And I'm largely talking for our business, of course. Dirk van der Putt, great to get some
insight into what you're seeing and what you're dealing with. Costs, consumer, global, appreciate
it very much.
Thank you.
Dirk Van De Putt, CEO of Mondely, is ringing the closing bell over at the Nasdaq.
We are following the sell-off for you. The S&P 500 down about eight-tenths of one percent. Mike Santoli, I noticed that the dollar's strong and treasury yields are high, not something that equity
investors want to see. Any spark?
Didn't seem like there was a specific spark, Sarah, except that we get later
in the day we're that much closer to tomorrow's jobs number. And when the markets are anticipating
an event like this, I think they're going to just retrace their last big move. In that case,
it was down in the dollar in yields and it was up in stocks. And so those things moving a little
bit in reverse. Again, I mentioned earlier, the S&P for now is still trading within yesterday's
range. So in other words, not a new low for the week. Smaller cap stocks are actually holding up
fine. It doesn't seem like a real rush away from risk, but absolutely a tightening up of conditions.

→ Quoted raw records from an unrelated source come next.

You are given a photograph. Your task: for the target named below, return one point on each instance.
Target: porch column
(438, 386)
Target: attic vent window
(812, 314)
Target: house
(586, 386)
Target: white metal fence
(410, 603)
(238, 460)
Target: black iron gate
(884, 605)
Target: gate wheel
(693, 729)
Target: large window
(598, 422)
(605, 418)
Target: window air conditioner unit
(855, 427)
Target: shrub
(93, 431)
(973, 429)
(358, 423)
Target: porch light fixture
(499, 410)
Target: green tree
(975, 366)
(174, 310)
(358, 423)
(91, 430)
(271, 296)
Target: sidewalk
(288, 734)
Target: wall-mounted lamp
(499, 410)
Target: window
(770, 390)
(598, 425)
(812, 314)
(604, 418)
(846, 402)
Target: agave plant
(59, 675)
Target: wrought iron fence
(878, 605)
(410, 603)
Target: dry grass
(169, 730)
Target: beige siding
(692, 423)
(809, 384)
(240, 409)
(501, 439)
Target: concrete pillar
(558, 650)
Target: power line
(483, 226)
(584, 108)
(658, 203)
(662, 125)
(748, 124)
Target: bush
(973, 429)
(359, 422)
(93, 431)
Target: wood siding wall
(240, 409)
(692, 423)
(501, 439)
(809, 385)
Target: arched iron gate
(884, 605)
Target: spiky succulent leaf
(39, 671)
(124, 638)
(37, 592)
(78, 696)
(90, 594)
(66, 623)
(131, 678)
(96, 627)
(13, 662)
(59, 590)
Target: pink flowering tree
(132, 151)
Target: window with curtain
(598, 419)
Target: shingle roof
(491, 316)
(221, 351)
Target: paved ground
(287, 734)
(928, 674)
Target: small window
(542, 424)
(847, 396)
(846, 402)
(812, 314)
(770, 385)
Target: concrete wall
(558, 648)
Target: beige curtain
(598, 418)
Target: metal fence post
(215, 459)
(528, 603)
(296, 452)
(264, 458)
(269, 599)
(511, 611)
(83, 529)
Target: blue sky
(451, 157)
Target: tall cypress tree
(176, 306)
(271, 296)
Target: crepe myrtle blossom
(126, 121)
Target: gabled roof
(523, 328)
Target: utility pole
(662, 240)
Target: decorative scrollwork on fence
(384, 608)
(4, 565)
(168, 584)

And by the way, the volatility index blipped above 30. That's, again, a retracement of the
recent decline. Well, the labor market, while there are some hints around the edges that it
is weakening, it's still remarkably strong. Even claims today, which were higher, jobless claims,
are still near historically low levels. To your point about how it's not all a runaway from risky
stocks or risk, Microsoft, Apple, Pepsi, that's weighing on the Nasdaq. But you've got names like
Netflix, Google, Costco, Meta, all higher. Adobe, higher
right now. And that's what's keeping the Nasdaq from underperforming, which is something we've
been used to lately in these types of sell-offs. Yeah. In the last few days, actually, the Nasdaq's
been managing to hang in there. Of course, it's in a deeper decline off of its highs than the
rest of the market. So I don't think there's a lot of specific targeted storylines here. It's just, look, we had a very strong bounce. It's completely debatable as to
whether that was a decisive low or just an interim one. And as you mentioned, you know, today we had
a little bit of an upside surprise in weekly unemployment claims, like, I don't know, 15,000
jobs in the week. Not much. And briefly, the market wanted to celebrate it. And then it got
unwound. So it shows you we're very sensitive to every little wrinkle in what's happening with the labor market.

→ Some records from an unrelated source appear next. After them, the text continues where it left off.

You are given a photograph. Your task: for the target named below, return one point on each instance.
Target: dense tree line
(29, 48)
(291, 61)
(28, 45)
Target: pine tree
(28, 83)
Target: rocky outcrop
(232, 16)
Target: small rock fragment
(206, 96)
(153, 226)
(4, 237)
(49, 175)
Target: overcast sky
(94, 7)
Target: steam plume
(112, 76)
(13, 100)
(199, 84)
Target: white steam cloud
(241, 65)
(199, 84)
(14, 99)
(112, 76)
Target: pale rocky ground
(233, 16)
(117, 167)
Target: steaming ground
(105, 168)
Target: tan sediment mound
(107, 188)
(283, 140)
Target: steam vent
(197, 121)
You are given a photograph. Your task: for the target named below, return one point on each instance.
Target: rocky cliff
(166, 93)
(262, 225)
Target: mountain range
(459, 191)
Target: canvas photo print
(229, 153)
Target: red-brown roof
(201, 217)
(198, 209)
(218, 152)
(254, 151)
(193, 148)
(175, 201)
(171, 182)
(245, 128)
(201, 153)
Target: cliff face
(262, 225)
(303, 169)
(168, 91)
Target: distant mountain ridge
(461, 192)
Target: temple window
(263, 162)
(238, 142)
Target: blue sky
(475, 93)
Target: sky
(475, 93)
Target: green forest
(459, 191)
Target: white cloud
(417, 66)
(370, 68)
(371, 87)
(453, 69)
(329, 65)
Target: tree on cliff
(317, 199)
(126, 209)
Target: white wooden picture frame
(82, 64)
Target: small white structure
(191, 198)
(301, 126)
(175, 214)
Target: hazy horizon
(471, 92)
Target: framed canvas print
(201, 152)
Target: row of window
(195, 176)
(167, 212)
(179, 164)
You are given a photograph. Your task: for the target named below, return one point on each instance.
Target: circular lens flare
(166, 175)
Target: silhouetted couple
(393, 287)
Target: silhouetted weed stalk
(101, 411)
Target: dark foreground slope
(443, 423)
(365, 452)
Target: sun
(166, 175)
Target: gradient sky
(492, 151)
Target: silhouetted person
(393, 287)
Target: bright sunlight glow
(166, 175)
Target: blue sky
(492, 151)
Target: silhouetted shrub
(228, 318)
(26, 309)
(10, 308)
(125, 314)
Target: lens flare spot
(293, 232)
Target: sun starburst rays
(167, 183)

Well, and it's also this weird, perverse world where the market celebrates bad news on the idea that the Fed will stop or calm down.

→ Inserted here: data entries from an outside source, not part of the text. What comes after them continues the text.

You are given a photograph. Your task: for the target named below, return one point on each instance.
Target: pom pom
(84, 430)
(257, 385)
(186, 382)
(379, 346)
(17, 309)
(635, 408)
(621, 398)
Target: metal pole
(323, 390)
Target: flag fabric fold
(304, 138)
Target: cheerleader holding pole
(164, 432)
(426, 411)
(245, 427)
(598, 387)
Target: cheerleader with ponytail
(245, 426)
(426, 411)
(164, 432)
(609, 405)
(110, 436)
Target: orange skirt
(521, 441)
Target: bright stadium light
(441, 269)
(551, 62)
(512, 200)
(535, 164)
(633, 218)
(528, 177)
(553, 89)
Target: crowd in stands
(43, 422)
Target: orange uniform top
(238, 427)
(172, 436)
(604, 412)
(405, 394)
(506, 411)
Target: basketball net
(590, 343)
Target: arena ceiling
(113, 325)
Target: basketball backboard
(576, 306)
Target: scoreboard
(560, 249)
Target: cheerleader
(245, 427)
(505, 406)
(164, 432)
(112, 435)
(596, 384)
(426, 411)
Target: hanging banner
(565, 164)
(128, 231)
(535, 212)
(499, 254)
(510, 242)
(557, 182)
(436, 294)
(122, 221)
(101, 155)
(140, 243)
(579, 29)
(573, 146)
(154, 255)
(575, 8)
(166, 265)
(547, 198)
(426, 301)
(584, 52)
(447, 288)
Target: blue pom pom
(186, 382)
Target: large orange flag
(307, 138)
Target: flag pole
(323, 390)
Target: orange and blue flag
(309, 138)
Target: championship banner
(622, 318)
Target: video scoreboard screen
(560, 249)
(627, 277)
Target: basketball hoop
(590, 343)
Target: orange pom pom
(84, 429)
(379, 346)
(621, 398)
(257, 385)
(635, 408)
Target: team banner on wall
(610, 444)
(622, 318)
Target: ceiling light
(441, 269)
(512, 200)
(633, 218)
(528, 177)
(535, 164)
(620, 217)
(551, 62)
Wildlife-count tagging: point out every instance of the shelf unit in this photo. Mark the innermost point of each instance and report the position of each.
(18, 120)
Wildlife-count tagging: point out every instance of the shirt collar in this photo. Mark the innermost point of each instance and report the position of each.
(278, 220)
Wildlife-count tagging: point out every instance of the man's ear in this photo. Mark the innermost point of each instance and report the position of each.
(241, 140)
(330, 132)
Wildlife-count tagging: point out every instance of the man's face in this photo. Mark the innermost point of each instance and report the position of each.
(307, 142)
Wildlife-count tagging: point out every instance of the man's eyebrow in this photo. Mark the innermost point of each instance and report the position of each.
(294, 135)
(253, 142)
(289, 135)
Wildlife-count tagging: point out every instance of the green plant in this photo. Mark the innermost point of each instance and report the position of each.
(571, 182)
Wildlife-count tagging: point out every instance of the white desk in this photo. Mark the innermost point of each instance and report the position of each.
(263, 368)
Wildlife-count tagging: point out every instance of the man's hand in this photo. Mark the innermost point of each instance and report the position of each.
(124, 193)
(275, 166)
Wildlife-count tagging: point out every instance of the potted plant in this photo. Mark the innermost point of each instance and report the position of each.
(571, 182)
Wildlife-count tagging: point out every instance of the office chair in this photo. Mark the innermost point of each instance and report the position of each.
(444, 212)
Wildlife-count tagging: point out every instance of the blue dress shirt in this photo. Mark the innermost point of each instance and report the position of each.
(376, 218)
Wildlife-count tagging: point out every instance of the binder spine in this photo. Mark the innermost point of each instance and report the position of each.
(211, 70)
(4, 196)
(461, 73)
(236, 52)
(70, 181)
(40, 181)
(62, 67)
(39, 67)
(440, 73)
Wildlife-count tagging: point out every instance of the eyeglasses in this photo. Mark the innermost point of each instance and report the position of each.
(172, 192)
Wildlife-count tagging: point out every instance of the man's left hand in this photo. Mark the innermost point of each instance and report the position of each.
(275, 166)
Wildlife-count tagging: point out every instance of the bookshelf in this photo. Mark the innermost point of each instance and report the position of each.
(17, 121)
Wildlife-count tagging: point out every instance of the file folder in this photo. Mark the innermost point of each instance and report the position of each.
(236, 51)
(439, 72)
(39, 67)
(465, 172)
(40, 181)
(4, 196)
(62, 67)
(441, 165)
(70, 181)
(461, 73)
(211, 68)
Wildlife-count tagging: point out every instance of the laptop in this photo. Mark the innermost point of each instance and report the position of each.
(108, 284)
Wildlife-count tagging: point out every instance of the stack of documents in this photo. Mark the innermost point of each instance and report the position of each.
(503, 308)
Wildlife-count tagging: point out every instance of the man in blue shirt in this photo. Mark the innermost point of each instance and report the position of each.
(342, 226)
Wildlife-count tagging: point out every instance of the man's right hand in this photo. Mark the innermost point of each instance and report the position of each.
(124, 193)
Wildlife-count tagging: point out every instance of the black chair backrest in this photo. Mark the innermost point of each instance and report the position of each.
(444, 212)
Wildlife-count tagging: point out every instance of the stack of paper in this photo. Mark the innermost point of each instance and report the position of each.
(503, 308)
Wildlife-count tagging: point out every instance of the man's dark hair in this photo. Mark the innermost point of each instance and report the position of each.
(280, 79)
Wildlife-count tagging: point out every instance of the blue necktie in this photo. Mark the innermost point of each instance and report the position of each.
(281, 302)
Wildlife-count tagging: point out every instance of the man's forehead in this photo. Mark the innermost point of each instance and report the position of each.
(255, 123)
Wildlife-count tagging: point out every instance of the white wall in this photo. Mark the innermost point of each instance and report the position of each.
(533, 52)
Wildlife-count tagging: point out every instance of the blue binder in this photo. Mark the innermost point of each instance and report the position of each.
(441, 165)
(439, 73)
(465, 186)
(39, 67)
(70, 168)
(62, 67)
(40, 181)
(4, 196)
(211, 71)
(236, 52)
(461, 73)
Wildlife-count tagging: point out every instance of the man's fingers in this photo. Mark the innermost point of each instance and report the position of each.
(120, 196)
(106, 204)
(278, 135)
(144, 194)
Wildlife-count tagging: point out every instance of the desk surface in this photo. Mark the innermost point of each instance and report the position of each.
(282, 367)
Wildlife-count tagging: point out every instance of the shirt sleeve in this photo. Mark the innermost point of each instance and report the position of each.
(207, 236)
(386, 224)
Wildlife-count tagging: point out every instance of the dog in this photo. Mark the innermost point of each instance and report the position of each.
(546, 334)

Bad, but hopefully not too bad, exactly.
Bad, but not terrible.
Right.
Mike, thank you.
We'll see you soon.
Stay close.
Mike Santoli at the Stock Exchange.
Well, first Gap, now Adidas. After the
break, we're going to bring you the latest buzz on Kanye West's growing battle with retailers.
We've got some news for you. And later, we'll talk to Eurasia Group President Ian Bremmer about
the political fallout from OPEC's surprise production cut today and why he just tweeted
to Elon Musk, quote, dude, stop trying to do geopolitics. We'll be right back.
What is Wall Street buzzing about?
Adidas finally responds.
After weeks of Kanye West, or Ye, lashing out on social media and on our air,
Adidas is finally commenting on the status of their Yeezy partnership.
In a statement, the company saying, quote,
the partnership is one of the most successful collaborations in our history, in our industry's history.
But after repeated efforts to privately resolve the situation,
we have taken the decision to place the partnership under review.
We will continue to co-manage the current product this period.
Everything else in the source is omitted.